分かれ道が来てチカラと二人きりになると、チカラがぽそりと尋ねた。

「東郷先輩は、何歳までサンタクロース信じてましたか?」

「はぁ?」

「あ、もしかしてまだ信じてました?」

「いや……俺は生まれた時から信じてねぇよ。プレゼントをもらったこともねぇし」

「あ、そうですか…」

そんな話をしているとチカラの家の近くまで来た。
俺はいつものようにチカラを抱きしめて、唇を近づける。

抵抗しようか迷って、受け入れる瞬間のチカラの表情。これがたまらなく愛しい。

「んっ……ぅ」

「……中谷、可愛い…」

チカラの体が脱力してきた頃に離してやった。

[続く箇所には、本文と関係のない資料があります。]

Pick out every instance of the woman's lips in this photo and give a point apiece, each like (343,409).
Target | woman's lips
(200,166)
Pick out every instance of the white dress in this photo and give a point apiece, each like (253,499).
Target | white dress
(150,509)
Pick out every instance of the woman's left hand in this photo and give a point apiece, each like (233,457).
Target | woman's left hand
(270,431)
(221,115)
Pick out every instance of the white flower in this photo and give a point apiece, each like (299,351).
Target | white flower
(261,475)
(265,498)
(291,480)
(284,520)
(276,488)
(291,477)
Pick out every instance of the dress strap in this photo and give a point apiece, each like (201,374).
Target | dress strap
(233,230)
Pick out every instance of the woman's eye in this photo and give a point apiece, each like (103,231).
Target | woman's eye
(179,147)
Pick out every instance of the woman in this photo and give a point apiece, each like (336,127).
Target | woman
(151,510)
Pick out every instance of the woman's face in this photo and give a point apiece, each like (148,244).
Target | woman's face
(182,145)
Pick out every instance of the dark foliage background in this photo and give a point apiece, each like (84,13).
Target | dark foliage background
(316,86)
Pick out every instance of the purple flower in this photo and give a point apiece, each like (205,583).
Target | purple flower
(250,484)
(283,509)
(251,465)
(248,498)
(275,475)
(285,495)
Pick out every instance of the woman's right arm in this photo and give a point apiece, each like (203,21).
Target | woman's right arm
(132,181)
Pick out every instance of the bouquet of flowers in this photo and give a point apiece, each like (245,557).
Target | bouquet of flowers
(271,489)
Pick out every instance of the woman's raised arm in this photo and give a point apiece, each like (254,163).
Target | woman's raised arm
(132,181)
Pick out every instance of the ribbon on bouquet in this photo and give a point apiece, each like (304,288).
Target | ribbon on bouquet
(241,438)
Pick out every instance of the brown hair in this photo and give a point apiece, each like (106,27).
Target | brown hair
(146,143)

チカラの唾液が、まだ口の中に残っている。

「じゃあな……気をつけて帰れよ?」

幸せを噛み締めつつチカラの頭を撫でて振り向くと、消え入りそうな声で「東郷先輩」と呼ばれた。

「どうした?」

「あの……さっきは恥ずかしくて言えなかったんですけど…」

「なんだよ?」

「……ツリー、見たいです…」

一瞬なんのことだかわからなかったけど、すぐにさっきの会話を思い出した。

「中谷…」

「いや、やっぱり良いです!先輩興味ないみたいだし、別に先輩とじゃなくても…」

「中谷……俺以外の奴と行くな。連れていってやるよ」

「……本当に?」

チカラらしい、可愛いデートの誘い方だ。クリスマスだとかツリーなんかはどうでもいいけど、チカラと一緒にいられるなら嬉しい。

「他に行きたいところ、あるか?」

「いえ……あ、ケーキ食べたいです!クリスマスケーキ」

また縁のない言葉がでてきた。

「じゃあツリー見た後うちで食うか」

「やったぁ!楽しみです!」

チカラは満面の笑みでそう言うと、手を振ってうちに帰っていった。

“楽しみ”か…
ツリーに言ったのかケーキに言ったのかわからないけど、チカラが俺と会うのを“楽しみ”と言ったのは事実だ。

初めて12月25日に意義を見いだせそうな気がした。

そういう経緯で、今俺はクリスマスツリーの前でチカラを待っているのだ。